I finished all my exams on time, so last Monday I could starting working full-time on Krita. I’ve now been at it for a full week! How does it go?
First week according the plan was aimed at measuring the speed of Krita. We talked about our bottlenecks on IRC regulary. We also talked about them in Oslo. But we didn’t have any numbers. Sven Langkamp did some benchmarks using QTime on iterators, there were some performence tests scattered in unit tests etc. Boudewijn has decided to use new benchmark features from Qt4.6. So I wrote 10 benchmark classes where we benchmarked stuff like internal data memory management for images – our tile engine. Some access classes which access pixels for use called iterators. They allow to iterate over pixels in various ways. Vertically, horizontally , in small rectangles, randomly etc.

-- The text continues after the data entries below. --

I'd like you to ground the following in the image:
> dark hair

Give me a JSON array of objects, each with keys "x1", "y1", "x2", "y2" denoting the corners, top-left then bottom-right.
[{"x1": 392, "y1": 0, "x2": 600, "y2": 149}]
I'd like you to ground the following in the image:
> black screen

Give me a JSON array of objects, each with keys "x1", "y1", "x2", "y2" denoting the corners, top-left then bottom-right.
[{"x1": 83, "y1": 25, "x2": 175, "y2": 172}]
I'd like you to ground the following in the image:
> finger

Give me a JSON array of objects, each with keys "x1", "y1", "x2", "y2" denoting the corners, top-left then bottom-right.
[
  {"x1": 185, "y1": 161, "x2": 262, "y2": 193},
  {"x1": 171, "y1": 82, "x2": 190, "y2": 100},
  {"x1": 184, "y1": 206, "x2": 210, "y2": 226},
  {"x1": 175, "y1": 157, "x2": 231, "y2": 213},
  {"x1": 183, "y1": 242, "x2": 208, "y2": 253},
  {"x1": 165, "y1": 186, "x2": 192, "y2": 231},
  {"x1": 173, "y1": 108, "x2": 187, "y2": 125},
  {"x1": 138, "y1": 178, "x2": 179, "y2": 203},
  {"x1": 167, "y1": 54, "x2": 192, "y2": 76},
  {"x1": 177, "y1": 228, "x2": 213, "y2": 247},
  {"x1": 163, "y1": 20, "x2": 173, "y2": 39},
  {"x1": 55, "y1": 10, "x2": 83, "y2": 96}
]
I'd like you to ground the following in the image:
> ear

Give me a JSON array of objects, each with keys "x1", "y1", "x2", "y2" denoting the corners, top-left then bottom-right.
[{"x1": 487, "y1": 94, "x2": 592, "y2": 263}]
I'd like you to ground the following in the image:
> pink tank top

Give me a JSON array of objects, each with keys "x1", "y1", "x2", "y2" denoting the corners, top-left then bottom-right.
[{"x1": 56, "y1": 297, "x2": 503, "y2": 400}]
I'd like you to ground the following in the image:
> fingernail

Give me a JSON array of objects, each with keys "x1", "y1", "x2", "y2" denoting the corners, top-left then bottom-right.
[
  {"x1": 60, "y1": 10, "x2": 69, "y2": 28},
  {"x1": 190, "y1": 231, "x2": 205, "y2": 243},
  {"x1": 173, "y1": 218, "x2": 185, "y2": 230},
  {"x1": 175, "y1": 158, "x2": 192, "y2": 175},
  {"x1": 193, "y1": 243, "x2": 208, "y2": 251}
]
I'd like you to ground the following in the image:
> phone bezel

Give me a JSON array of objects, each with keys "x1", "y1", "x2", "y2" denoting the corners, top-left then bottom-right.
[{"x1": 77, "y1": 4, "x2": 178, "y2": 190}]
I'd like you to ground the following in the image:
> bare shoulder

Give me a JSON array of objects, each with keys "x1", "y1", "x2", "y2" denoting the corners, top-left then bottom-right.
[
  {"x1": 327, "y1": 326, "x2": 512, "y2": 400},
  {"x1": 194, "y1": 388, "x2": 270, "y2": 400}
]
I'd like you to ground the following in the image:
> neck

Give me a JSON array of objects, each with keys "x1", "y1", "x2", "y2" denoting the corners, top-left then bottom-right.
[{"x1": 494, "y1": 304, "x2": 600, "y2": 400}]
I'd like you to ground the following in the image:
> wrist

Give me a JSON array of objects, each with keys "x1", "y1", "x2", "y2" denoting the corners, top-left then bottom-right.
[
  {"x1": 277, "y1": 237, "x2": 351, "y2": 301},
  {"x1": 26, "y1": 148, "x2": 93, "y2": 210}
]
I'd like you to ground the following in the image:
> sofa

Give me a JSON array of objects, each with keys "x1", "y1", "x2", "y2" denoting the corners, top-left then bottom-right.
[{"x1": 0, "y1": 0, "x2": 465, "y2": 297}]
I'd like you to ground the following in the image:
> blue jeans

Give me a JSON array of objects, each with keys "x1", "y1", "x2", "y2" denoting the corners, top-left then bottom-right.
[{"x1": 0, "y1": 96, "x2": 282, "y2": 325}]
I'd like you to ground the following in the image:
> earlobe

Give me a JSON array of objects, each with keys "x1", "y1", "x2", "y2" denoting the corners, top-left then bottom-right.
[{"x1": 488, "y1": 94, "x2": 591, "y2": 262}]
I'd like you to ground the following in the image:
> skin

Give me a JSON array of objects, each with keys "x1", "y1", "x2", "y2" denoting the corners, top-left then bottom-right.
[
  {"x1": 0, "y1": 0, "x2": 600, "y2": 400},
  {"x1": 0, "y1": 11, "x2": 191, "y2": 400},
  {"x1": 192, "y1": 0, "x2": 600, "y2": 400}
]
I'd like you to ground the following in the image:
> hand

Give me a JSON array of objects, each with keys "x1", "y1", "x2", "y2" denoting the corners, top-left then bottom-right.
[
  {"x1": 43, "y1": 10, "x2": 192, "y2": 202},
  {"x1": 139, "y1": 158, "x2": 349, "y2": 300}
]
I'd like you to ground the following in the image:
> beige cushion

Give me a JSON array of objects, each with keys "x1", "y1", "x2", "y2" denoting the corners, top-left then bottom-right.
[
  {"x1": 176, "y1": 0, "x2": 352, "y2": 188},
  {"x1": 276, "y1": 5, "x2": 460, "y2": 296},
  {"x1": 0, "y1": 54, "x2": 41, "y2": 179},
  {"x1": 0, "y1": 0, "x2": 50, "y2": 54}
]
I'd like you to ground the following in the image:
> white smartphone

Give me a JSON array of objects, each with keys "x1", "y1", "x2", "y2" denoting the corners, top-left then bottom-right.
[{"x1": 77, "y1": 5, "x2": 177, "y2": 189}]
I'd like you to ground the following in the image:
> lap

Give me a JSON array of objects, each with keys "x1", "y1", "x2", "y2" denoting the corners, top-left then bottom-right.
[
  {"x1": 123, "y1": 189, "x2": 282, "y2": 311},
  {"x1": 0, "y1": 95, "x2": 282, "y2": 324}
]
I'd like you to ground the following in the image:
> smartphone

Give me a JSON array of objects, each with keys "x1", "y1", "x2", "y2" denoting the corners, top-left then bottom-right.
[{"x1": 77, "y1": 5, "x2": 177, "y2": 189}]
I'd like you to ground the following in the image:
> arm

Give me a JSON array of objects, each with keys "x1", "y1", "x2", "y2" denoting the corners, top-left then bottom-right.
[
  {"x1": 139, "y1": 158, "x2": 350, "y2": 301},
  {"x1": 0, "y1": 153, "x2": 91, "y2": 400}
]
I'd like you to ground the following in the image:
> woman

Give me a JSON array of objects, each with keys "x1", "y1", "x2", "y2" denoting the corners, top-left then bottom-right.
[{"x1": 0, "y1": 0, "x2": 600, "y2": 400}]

Another important thing is compositing. That is the work of class called KisPainter (something like QPainter in Qt but with different complicated features not available in QPainter). We benchmarked the speed of bitBlt operation with two types of memory storage. First is KisPaintDevice and second one is called KisFixedPaintDevice. The later one is lightweight version of the first one. It is similar to QPaintDevice in Qt but again with more complicated features.
Øyvind Kolås a.k.a. pippin, Gegl developer is around. Pippin shared his knowledge about benchmarking with us on irc (btw come and visit as at #krita on irc.freenode.net) We decided to make tests for blur and brightness/contrast filter. The first one is convolution filter, the second one is here because we wanted to be able to compare to GIMP.
We also made a benchmark for the image projection. The projection benchmark loads an image in Krita’s native format, computes the whole image constructed from various types of layers like group, filter, adjustment layer etc. and in the end we again save the file into native Krita format. Our focus through this plan is to speed up painting. So we can’t avoid stroke benchmarks.
Thanks go to Sven Langkamp for his work on presets saving/loading. Using paintop presets, we can use the benchmark code I did, for any paintop. We benchmarked our autobrush default paintop. It is most used paintop for digital painters. I’m very happy about this benchmark as I can test my other paintops easily, all I need to do is create a preset for any paintop, save it in Krita and run the benchmark with the preset.
There results of the benchmars are on our wiki.
So it looks: The data manager, which is responsible undo/redo and basically for storing and retrieving data is fast. It allows us to read/write data at very high speeds. From 1333.3 Mb/s to 1628.4 Mb/s, according to the benchmark results. We benchmarked on 4096×4094 RGBA image (64 Mb) which was read/wrote 100 times. For comparison memcpy for two buffers of the same size as the image we used is almost the same speed. There is benchmark code for memcpy in KisDatamanagerBenchmark, you can try it yourself if you want
Horizontal and vertical iterators are 11 times slower then Rectangular iterator. The reason is that there is no caching. From valgrind logs we see that fetching and switching tiles is very slow, so we need to implement caching there. Every 64 pixels a new tile is fetched and switched to. Why? Our tile is size of 64 pixels. This slow downs the iteration. We will cache the both iterators to avoid switching and fetching. We will cache tiles, we don’t do that now. The rectangular iterator is quite fast, does not offer so many opportunities to improve. The random iterator on the other hand is the slowest one. Again fetching and switching to tiles is expensive. Some caching strategy would be handy for moving around the image. But the use case for using the random accessor is different so the cache strategy should be somehow adaptive. The random accessor is 13-times slower than rectangular one.
The compositing operation also known as BitBlt of KisPainter is used very often. There is room for improvements, because currently it uses a slow iterator – random iterator. The speed is very decent, but we will try to make a lot faster.
Filters are very slow compared to GIMP. At least according the numbers pippin provided. But first we need to improve underlying issues like the aforementioned iterators to improve their performance. We blur the image with speed of 0.8 Mb/s. Here we need to optimize the convolution painter. Also the speed could be better when we optimize the horizontal iterator.
Strokes are slow because of the recomputation of the brush mask is needed every dab – every time brush touches the canvas in certain point. That’s slow. You can see from the valgrind log, that the math function atan2 is slow. We have to cache the result to avoid this.
The conclusion at the end of the first week is that we need to cache iterators and cache the brush mask. Some parts of Krita have very nice speed like the tile engine. Then we have slow parts like iterators. I think we can gather a good performance boost with our plan.